Principal Component Analysis

Introduction

Principal components analysis (PCA) is one of a family of techniques for taking high-dimensional data, and using the dependencies between the variables to represent it in a more tractable, lower-dimensional form, without losing too much information. It has been widely used for data compression and de-noising. However, its entire mathematical process is sometimes ambiguous to the user.

In this article, I would like to discuss the entire process of PCA mathematically, including PCA projection and reconstruction, with most of the derivations and proofs provided. At the end of the article, I implemented PCA projection and reconstruction from scratch. After reading this article, there should be no more black box in PCA anymore.

Prerequisites

Orthogonal Matrix

In linear algebra, an orthogonal matrix is a real square matrix whose columns and rows are orthogonal unit vectors (orthonormal vectors).

Equivalently, the mathematical expression is

$$
\begin{align}
A^{\top}A = AA^{\top} = I
\end{align}
$$

By the definition of invertible matrix, this means matrix $A$ is invertible and $A^{-1} = A^{\top}$.

We could also view this from the perspective of determinant.

Because $A$ and $A^{\top}$ are square matrices and using the properties of determinant

$$
\begin{align}
\det(I) &= \det(A^{\top}A) \\
&= \det(AA^{\top}) \\
&= \det(A) \det(A^{\top}) \\
&= \det(A) \det(A) \\
&= \det(A)^2 \\
&= \det(A^{\top})^2 \\
&= 1 \\
\end{align}
$$

Since $\det(A) \neq 0$, matrix $A$ is invertible.

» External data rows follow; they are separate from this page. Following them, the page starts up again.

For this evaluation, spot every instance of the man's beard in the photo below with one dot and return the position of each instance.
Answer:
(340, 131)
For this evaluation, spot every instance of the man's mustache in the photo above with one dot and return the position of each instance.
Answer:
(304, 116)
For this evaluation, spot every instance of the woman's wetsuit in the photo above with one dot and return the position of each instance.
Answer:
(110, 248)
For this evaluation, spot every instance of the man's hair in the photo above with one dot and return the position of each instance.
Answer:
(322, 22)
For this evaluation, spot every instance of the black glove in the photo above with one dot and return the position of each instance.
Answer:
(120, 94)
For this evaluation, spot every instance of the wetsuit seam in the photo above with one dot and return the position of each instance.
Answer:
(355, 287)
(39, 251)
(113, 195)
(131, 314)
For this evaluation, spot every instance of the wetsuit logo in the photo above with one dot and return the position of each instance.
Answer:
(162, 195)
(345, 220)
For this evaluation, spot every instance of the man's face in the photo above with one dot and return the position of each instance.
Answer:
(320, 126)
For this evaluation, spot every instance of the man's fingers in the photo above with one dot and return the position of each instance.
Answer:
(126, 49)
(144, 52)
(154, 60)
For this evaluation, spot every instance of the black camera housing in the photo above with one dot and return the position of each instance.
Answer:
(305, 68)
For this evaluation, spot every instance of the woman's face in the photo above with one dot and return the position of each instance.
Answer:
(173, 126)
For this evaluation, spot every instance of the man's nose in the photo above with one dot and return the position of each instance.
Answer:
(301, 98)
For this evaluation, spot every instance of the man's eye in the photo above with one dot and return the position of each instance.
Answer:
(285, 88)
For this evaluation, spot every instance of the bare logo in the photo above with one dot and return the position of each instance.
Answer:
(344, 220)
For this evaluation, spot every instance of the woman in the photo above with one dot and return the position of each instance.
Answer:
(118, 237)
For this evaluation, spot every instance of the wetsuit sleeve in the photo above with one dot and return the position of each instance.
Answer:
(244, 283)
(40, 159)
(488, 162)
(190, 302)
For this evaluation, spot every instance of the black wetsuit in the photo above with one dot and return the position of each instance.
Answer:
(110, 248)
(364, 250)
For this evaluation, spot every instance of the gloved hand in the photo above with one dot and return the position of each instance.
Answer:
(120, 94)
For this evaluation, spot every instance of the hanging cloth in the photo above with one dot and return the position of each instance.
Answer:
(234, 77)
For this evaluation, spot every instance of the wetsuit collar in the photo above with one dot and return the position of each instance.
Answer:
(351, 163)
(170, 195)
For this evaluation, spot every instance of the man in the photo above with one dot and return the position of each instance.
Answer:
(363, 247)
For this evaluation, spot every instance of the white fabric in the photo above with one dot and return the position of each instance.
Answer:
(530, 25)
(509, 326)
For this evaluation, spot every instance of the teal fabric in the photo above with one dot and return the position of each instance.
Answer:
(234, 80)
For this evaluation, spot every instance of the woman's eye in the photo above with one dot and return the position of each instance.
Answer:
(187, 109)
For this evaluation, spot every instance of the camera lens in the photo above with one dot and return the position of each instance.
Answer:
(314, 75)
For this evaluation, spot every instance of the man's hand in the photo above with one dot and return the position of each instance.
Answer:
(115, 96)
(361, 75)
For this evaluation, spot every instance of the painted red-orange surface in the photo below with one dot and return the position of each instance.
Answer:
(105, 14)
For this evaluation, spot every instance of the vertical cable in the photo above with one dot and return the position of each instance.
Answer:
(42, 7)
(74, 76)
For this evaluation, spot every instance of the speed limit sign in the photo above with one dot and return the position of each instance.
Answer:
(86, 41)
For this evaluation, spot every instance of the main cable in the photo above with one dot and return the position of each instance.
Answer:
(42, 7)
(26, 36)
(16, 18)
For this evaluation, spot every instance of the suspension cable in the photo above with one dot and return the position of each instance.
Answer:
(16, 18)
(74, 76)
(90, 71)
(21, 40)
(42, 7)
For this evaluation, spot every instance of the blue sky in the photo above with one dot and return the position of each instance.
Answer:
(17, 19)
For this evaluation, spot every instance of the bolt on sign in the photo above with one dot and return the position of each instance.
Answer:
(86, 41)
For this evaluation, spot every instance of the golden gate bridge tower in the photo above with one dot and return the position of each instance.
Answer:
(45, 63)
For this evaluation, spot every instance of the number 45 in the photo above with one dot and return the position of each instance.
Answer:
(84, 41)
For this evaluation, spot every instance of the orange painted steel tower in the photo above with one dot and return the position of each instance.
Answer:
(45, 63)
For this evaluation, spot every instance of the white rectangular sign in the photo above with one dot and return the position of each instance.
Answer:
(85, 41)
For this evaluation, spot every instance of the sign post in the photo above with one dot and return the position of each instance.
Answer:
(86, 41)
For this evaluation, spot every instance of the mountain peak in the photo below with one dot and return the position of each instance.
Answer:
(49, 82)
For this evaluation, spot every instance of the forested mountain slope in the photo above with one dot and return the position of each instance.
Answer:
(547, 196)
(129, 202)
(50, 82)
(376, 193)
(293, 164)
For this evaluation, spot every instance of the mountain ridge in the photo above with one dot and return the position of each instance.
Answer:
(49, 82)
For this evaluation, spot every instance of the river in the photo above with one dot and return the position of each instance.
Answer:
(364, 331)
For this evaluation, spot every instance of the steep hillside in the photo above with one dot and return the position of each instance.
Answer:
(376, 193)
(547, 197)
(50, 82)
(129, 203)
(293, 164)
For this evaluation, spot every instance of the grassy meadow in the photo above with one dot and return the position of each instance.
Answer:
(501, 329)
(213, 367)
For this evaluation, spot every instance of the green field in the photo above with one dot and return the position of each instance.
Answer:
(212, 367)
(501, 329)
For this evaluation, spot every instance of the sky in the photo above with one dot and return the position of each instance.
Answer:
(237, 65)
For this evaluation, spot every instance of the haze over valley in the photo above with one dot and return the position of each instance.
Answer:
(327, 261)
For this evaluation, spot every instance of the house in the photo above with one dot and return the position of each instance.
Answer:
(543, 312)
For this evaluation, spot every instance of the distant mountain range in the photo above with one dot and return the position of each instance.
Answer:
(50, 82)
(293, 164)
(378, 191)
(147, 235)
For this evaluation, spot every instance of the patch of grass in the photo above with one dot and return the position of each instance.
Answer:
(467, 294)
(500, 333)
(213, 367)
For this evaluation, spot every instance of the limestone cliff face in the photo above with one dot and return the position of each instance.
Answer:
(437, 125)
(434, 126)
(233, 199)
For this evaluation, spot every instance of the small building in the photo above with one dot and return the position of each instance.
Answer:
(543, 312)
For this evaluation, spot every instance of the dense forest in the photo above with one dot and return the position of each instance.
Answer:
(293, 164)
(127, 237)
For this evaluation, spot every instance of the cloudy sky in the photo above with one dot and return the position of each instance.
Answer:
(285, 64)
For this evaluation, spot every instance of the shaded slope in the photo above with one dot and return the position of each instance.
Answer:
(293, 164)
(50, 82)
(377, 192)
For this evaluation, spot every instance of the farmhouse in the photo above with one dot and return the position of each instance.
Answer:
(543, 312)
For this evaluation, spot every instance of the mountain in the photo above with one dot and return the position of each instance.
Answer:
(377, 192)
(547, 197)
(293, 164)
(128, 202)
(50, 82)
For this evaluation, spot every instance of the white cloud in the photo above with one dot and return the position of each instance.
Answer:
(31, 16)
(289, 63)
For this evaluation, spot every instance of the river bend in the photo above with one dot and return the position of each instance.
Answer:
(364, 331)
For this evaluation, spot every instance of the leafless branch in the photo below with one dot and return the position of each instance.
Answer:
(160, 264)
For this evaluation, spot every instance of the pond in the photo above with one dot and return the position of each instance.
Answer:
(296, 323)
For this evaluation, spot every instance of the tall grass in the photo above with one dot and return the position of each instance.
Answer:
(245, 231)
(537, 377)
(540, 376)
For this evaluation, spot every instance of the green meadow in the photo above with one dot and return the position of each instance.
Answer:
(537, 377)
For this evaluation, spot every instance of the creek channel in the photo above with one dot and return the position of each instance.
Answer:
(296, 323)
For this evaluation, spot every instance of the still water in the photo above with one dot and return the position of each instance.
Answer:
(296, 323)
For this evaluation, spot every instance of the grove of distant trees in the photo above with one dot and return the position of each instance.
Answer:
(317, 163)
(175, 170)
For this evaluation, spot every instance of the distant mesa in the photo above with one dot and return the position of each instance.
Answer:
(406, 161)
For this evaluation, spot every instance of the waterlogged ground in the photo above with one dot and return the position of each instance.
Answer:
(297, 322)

We multiply $A^{-1}$ on both side of the orthogonal matrix definition.

$$
\begin{align}
A^{\top}A A^{-1} &= I A^{-1}\\
A^{\top} I &= A^{-1} \\
A^{\top} &= A^{-1} \\
\end{align}
$$

We have also derived the conclusion that $A^{-1} = A^{\top}$.

Similarly, a complex square matrix $A$ is unitary if its transpose conjugate $A^{\dagger}$ is also its inverse.

Equivalently, the mathematical expression is

$$
\begin{align}
A^{\dagger}A = AA^{\dagger} = I
\end{align}
$$

Symmetric Matrix

Real symmetric matrix has the following useful properties:

If $A$ is a real symmetric matrix, all of its eigenvalues are real numbers.

Because of the conjugate properties and $\overline{A} = A$ since $A$ is a real value matrix,

$$
\begin{align}
\overline{Av} &= \overline{\lambda v} \\
&= \overline{A} \overline{v} \\
&= A \overline{v} \\
&= \overline{\lambda} \overline{v} \\
\end{align}
$$

We got $A \overline{v} = \overline{\lambda} \overline{v}$.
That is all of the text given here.